八つ当たりの矛先を接待の場に残して来た事を悔いた。
煙草の先から零れた灰が血だまりに混ざって消えて行く。
腕時計を見れば、日付が変わって30分程が経っていた。
思考が途切れた途端甦って来たのは、朝起きてからほぼ丸い一日付き纏ってくる頭痛。
堪えるようにこめかみを押さえれば自然と眉根が寄った。
「それはもうただの人なので、いつも通り処理を。僕はこの後接待に戻ります。3時過ぎには永季が来ますからそれまでに見られるようにしておいてください。それでは」
外したシルバーフレームの裏仕事用の眼鏡をはずして胸ポケットに戻して、申し訳程度に緩めておいたネクタイを締め直す。

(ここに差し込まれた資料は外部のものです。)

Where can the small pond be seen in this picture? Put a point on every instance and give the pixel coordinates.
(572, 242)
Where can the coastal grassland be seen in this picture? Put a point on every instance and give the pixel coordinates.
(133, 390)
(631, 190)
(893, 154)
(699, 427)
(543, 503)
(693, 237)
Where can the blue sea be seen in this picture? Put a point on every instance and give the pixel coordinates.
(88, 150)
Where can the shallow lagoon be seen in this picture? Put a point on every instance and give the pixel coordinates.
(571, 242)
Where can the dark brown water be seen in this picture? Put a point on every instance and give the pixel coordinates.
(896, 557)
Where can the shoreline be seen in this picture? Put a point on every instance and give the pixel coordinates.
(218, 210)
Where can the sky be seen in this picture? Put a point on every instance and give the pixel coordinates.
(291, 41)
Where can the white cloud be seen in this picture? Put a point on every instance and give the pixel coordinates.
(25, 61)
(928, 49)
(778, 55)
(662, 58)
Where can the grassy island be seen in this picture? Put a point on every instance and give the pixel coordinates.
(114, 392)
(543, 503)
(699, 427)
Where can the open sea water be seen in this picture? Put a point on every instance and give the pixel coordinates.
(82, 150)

愛想も可愛げもない挨拶に見送られてビルを出る頃には、いくらか表情も戻っていた。
息を吐いた途端、狙ったようにスマホが震える。
「はい。
意識を日常に切り替える頃には、重たい雲の隙間から月明りが零れ始めていた。
★★★★★★
「ほら、あの人だよ。会社説明会で対応してくれた先輩」
「広報部の
「中等部から聖琳女子で卒業まで主席守り抜いた唯一の人らしくて、入社当時からかなり話題になったらしいよ。雰囲気あるよなぁ・・ちょっと近寄りがたい清楚な雰囲気」
「育ちの良さが出てるもんねぇ・・・見て、あのワンピース!雑誌に載ってたやつとおんなじ」
毎年春になるとエレベーターホールで交わされる会話は大抵同じだ。
フレッシュな新人の期待と、同僚達の誇らしげな眼差しを裏切らないように、より一層背筋は伸びる。
静乃が入社してからずっと守って来たイメージは、一ミリだって壊させるわけにはいかない。

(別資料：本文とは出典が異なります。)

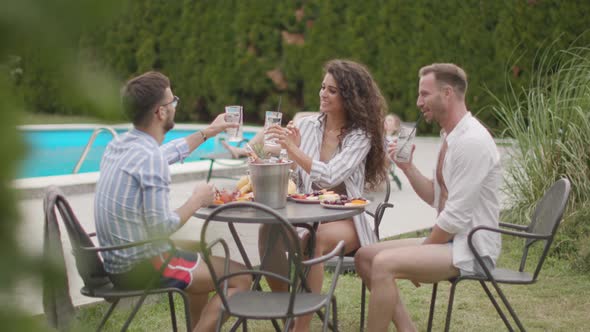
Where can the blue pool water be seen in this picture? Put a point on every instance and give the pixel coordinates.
(56, 152)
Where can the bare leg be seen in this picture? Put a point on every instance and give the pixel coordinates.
(363, 259)
(327, 237)
(422, 263)
(276, 260)
(204, 313)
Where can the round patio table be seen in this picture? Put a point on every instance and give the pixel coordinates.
(295, 213)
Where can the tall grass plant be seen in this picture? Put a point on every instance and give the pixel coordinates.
(549, 121)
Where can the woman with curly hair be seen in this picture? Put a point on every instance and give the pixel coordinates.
(340, 149)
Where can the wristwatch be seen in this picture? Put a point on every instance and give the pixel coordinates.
(203, 135)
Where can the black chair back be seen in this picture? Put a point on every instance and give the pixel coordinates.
(546, 219)
(281, 231)
(89, 264)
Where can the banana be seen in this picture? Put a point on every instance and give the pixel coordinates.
(246, 188)
(242, 182)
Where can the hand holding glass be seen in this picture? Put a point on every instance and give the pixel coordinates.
(405, 140)
(271, 119)
(233, 114)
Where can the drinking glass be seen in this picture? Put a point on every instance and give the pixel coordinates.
(233, 114)
(405, 140)
(271, 118)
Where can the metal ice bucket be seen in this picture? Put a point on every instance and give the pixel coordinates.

キラキラとした軽やかな”音”が彼らの言葉と一緒に耳元で響いて、その興味と羨望に満ちた音色はいつだって静乃にプレッシャーを与えて来るけれど、同時に自尊心を満たしてもくれた。
静乃にだけ聞こえる音色は、時に静乃を傷つけ、時に守り、そして同時に強くもした。
所謂社会人デビューするまで、一度も自分に向けられたことの無い音色は、最初は静乃を戸惑わせ、不安にもさせたけれど、いつも別の誰かに向けられていたその音を一身に受け止めてからは、手放せなくなった。

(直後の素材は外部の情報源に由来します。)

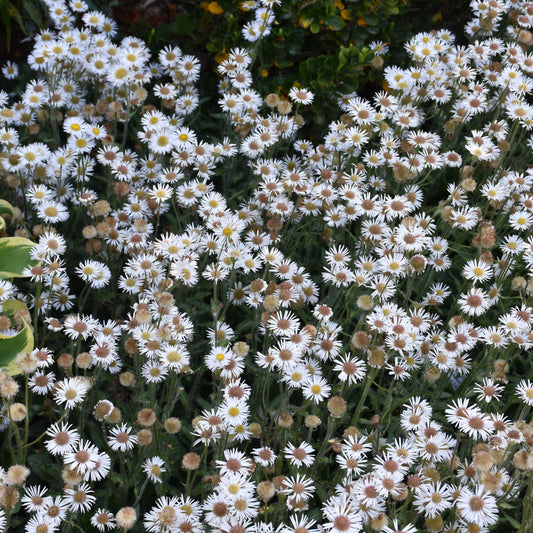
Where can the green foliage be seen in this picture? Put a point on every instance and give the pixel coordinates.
(12, 345)
(14, 258)
(25, 15)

裏切れないのは、他人だけじゃなくて、自分自身も、だ。
噂というものは、面白い位尾ひれを付けて独り歩きするもので、聖琳女子の主席という事実に付随した情報の殆どは全てが偽物だったけれど、それは静乃の価値を勝手にどこまでも引き上げてくれた。
彼らから投げられる音色が、少しも曇ることが無いように。
順応性の高さだけが長所の静乃にとって、過去の栄光は唯一のブランド。
彼らの望む自分でありさえすれば、落胆や軽蔑の音は聞こえては来ない。
いつまでも皆が憧れの唐橋静乃さんでいられる。
だから静乃は進んで自分のイメージを守り続けて来た。
「まだ乗れますよ、どうぞ」
エレベーターの中から、新入社員たちに向かって手招きすれば、尻尾を振ったワンコが三人飛び込んできた。
お礼の言葉と共に響いた音色は、やっぱりキラキラした軽やかな音。
「まーた静乃ちゃんのファンが増えたんじゃない?」
「ファンじゃありませんよ。わが社の大事な新入社員ですよ」
「金田さんの仕事、また手伝ってあげたらしいじゃない。初稿遅いのはいっつもなんだからそろそろ甘やかすのやめなさいよ」
「彼女なりに努力してるんですよ。先月よりは早くなりましたから」
「静乃ちゃんがそうだから、新人をみんなあんたに預けて来るのよ課長は」
愛想よく、丁寧に、低姿勢に。
会社で上手く生き抜く為にそうしていたら、定着したポジションは、感じが良くて雰囲気美人の優しい先輩と、使いやすい部下だった。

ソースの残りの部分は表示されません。